Change image resolution for Inference? #287

Open nisyad-ms opened 6 months ago

nisyad-ms commented 6 months ago

I noticed that all the images get pre-processed to the img resolution of the config or inherited base config.

Is there an easier way to test images at different resolutions? (compared to directly manipulating base configs)

Thanks

wondervictor commented 6 months ago

Hi @nisyad-ms, modifying configs is easy for training, however, it does not support varying resolutions during inference.
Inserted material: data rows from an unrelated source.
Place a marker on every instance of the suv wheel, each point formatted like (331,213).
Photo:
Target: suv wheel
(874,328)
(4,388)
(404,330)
To this end, you can try to write a simple "data loading" and replace the default test_pipeline such as

def preprocess(image, size=(640, 640)):
    h, w = image.shape[:2]
    max_size = max(h, w)
    scale_factor = size[0] / max_size
    pad_h = (max_size - h) // 2
    pad_w = (max_size - w) // 2
    pad_image = np.zeros((max_size, max_size, 3), dtype=image.dtype)
    pad_image[pad_h:h + pad_h, pad_w:w + pad_w] = image
    image = cv2.resize(pad_image, size,
                       interpolation=cv2.INTER_LINEAR).astype('float32')
    image /= 255.0
    image = image[None]
    return image, scale_factor, (pad_h, pad_w)

And feed the images into the YOLO-World model as image input.

nisyad-ms commented 6 months ago

Thanks @wondervictor !

nisyad-ms commented 6 months ago

@wondervictor - In your opinion, can using an input image of resolution 1280 at inference with the XL model improve the performance (I am benchmarking some datasets)? If I am not wrong the XL model currently has input resolution of 640 at inference?

wondervictor commented 6 months ago

Hi @nisyad-ms, using "X-1280" is more suggested considering the accuracy. However, larger models with high-resolution inputs increases the inference latency.